The data of Early Carboniferous flysch basins in the Eastern Alps and similar data from the eastern Bohemian Massif record a predominant Devonian, the Bohemian Massif also Early Carboniferous metamorphic sources where the time lag is ca. 40 to 10 Ma. The subsequent molasse basins are dominated by exclusively Variscan ages with a time lag of ca. 2 to 15 Ma. These relationships constrain rapid regional removal of upper crustal levels prior to molasse deposition and very rapid rock exhumation from deep crustal levels.

These results from Variscan sedimentary basins are contrasted by results from Alpine flysch and molasse basins. Here we report results from two basins:

1. The Rhenodanubian Flysch basin (Cretaceous - Eocene depositional ages, ca. 110-40 Ma) mainly records Variscan ages (340-320 Ma), subordinate ages from the extension stages between ca. 200-180 Ma, some ages between ca. 155-135 Ma of uncertain significance (formation of an accretionary wedge?) and a very few (less than 5 percent) Alpine ages due to initial plate collisional (ca. 110-100 Ma). The time lag between age of cooling and deposition is minimum ca. 30 Ma.

2. The Alpine Molasse basin (Late Eocene to Neogene, ca. 35-12 Ma), a peripheral flexural basin due to continent-continent collision, show a similar record: Nearly no Late Alpine ages, a broad scatter of subordinate Triassic to Cretaceous ages due to various extensional and initial compressional events and predominant Variscan ages. These data indicate that exhumation of metamorphic crust was minor during Alpine orogeny.

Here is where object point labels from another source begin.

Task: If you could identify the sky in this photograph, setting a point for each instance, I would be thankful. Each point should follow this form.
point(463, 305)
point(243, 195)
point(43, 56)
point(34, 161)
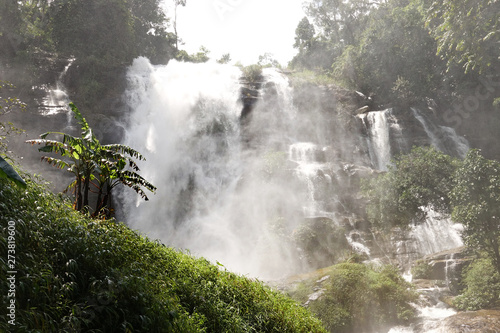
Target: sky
point(243, 28)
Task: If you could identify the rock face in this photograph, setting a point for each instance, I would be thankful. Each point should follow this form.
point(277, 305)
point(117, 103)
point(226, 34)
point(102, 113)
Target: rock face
point(448, 266)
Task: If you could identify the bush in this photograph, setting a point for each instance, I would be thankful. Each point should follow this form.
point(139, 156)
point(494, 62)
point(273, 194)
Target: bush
point(358, 298)
point(78, 274)
point(421, 270)
point(482, 283)
point(322, 242)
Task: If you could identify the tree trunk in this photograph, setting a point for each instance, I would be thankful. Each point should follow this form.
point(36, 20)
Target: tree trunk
point(86, 188)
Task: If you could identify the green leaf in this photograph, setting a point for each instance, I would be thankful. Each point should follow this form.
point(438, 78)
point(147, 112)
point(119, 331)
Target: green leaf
point(8, 172)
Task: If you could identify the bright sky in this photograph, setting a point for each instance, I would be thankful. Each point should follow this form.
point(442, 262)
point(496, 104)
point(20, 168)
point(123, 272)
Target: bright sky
point(243, 28)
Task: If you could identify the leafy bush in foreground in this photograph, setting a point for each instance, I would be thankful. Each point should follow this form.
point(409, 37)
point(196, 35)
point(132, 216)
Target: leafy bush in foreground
point(358, 298)
point(77, 274)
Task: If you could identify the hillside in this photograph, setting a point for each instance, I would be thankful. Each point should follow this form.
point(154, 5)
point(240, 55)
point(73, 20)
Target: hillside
point(70, 274)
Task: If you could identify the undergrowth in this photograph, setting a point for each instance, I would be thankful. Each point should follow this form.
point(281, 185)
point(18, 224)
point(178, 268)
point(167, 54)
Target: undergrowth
point(76, 274)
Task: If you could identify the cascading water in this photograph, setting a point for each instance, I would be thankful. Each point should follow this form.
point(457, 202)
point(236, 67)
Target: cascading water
point(215, 197)
point(57, 98)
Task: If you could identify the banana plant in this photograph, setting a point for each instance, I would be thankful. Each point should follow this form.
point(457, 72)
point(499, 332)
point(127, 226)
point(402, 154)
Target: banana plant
point(94, 165)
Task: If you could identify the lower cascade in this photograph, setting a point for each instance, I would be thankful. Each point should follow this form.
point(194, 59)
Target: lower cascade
point(240, 188)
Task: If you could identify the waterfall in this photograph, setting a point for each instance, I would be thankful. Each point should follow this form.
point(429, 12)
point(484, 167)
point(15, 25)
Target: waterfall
point(437, 233)
point(443, 138)
point(57, 100)
point(216, 197)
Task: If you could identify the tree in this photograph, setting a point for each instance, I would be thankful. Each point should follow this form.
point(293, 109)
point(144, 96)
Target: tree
point(340, 21)
point(268, 60)
point(476, 203)
point(225, 59)
point(7, 105)
point(304, 33)
point(93, 164)
point(422, 178)
point(177, 3)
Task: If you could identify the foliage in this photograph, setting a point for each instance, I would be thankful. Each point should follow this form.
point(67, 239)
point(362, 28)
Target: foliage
point(476, 203)
point(468, 32)
point(79, 274)
point(483, 287)
point(422, 178)
point(7, 105)
point(8, 172)
point(103, 36)
point(252, 73)
point(90, 161)
point(421, 270)
point(358, 298)
point(322, 243)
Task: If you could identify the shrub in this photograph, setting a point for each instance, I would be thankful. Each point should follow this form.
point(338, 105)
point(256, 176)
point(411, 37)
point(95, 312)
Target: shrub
point(482, 283)
point(358, 298)
point(421, 270)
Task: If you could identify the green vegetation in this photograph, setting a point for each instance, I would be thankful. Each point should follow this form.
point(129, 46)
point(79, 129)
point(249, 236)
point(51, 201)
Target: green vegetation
point(476, 204)
point(402, 51)
point(483, 287)
point(102, 36)
point(421, 270)
point(321, 241)
point(80, 274)
point(357, 298)
point(103, 166)
point(252, 73)
point(7, 105)
point(422, 178)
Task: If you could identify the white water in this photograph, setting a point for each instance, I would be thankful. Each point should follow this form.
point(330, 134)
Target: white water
point(214, 196)
point(437, 233)
point(57, 98)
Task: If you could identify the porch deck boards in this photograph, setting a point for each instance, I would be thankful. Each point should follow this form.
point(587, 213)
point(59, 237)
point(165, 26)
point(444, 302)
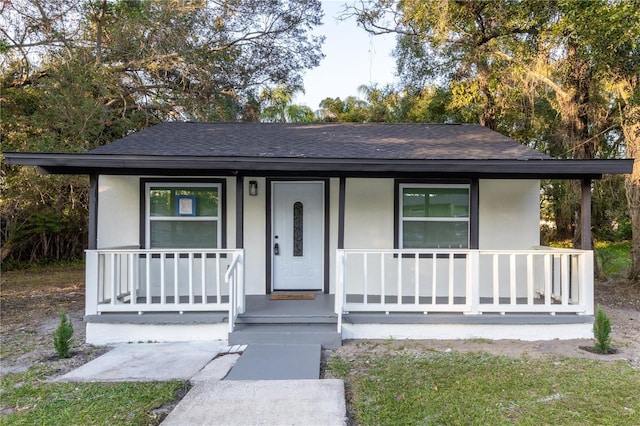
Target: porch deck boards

These relationships show that regional rejuvenation of continental crust within collisional orogens is essentially driven by large-scale tectonic processes like crustal underplating and growth of plateaus where upper plate upper crust is largely removed. The data also reveal that Variscan and Alpine orogenic processes were dissimilar. Compared to Variscan orogeny, Alpine tectonic processes led to insignificant crustal rejuvenation. The data also reveal that the Variscan orogeny contributed to formation and rejuvenation of the continental crust in Central and Southern Europe.